Yapılan telefon dinlemelerinde Kılıç’ın örgütü mensuplarıyla irtibat halinde olduğu ve örgütün devrimci gruplar ile yan yana durup iş yapma stratejisinin gereği olarak bir kısım isimleri bir araya toplamaya çalıştığı anlatıldı. Ayrıca Kılıç’ın Hanefi Avcı ile olan irtibatları neticesinde telefonların dinlenildiğini yazılan kitaptan öğrenmesi sonucu bir kısım sanık ve arkadaş çevresini dinlemeye karşı tedbir olarak telefonların kapatılması yönünde uyarılarda bulunduğu kaydedildi. Kılıç için, ‘Devrimci karargah terör örgütüne üye olmak ve silah bulundurmak’ suçlarından 8 yıl 3 aydan 16.5 yıla kadar hapis istendi. 'AVCI, JİTEMCİLERİ POLİS MESLEĞİ DIŞINDA KULLANDI'Mütalaada Hanefi Avcı ile ilgili bölümde ise, “Devrimci Karargah isimli terör örgütü ve mensuplarına bilerek ve isteyerek yardım ettiği tespit edilmiştir.” ifadeleri yer aldı. Avcı’nın sanık Necdet Kılıç’a polisin yaptığı takiplerden kurtulma yönünde yardımda bulunduğu belirtilen mütalaada, “Bu durumun yazmış olduğu ‘Haliçte Yaşayan Simonlar, Dün Devlet Bugün Cemaat’ isimli kitap içerisinde anlatılan telefon dinlemelerine ilişkin bölümde ve sanık Necdet Kılıç ile yapmış olduğu telefon görüşmelerinden anlaşılmıştır.” denildi.

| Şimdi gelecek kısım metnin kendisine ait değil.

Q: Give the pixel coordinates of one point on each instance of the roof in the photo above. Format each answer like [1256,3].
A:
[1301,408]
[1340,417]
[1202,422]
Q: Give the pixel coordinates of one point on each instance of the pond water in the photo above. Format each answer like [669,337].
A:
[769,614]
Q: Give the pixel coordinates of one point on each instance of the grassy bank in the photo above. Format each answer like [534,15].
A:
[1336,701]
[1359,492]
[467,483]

Savcı, Avcı’nın yazdığı kitapta, devam eden soruşturmalara yönelik yargılamayı etkileyecek nitelikte içeriklerin bulunduğunu, terörle mücadelede çalışan emniyet görevlileri ile hakim ve savcıların hedef gösterildiğini, verdiği bilgilerle soruşturma dosyasının gizliliğini ihlal ettiğini belirtti.

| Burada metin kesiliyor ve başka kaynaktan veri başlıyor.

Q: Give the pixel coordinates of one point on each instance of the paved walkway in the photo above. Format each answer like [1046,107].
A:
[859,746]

Avcı’nın evinde ve iş yerinde yapılan aramalarda yazmış olduğu kitabın hiçbir taslağının da bulunmadığı belirtilen mütalaada, “Kamuoyunda söz konusu kitabı bizzat kendisinin yazmadığı iddialarını güçlendirir bir durum olarak değerlendirilmiştir.” denildi. Mütalaada Avcı için, “JİTEM isimli yasa dışı yapılanma ile ilgili faaliyet yürüttüğü bilinen kişiler ve aileleriyle irtibatının polislik mesleğinin dışında bu kişileri koruyup kollayan görüntüsünü verecek ve intibaını uyandıracak şekilde irtibatının devam ettiği belirlenmiştir.” ifadeleri kullanıldı. Avcı’nın, ‘Devrimci Karargah terör örgütüne bilerek ve isteyerek yardım etmek, yargı görevini yapanı etkilemek, soruşturmanın gizliliğini ihlal, verileri hukuka aykırı olarak ele geçirmek, terörle mücadele görev yapan kişileri terör örgütlerine hedef göstermek, vahim nitelikte silah bulundurmak’ suçlarından 22 yıl 9 aydan 49,5 yıla kadar hapsi talep edildi.Tutuksuz sanık avukat Özcan Kılıç ile ilgili olarak örgütün avrupa sorumlusu Faruk kod adlı Şemdin Şimşir’den talimat aldığı kaydedildi. Kılıç’ın örgüt üyeleriyle müvekkil-vekil ilişkisinin ötesinde şifreli konuşması, söylenenleri olduğu gibi yerine getirmesi nedeniyle örgüt üyesi olduğuna kanaat getirildiği belirtildi. Özcan’ın 7,5 yıldan 15 yıla kadar hapis cezası ile cezalandırılması talep edildi. Hanefi Avcı’nın eşi Şenay Avcı hakkında evlerinde ruhsat süreleri dolmuş silahları bulundurmak suçundan dava açıldığı hatırlatılan mütalaada, “Sanığın, suça konu silahların gerçek sahibi sanık Hanefi Avcı’nın eşi olması nedeniyle söz konusu yerde oturduğundan, her türlü şüpheden uzak olacak şekilde suç işleme kastı tam olarak aydınlatılamamıştır.” Denildi. Şenay Avcı’nın beraati istendi.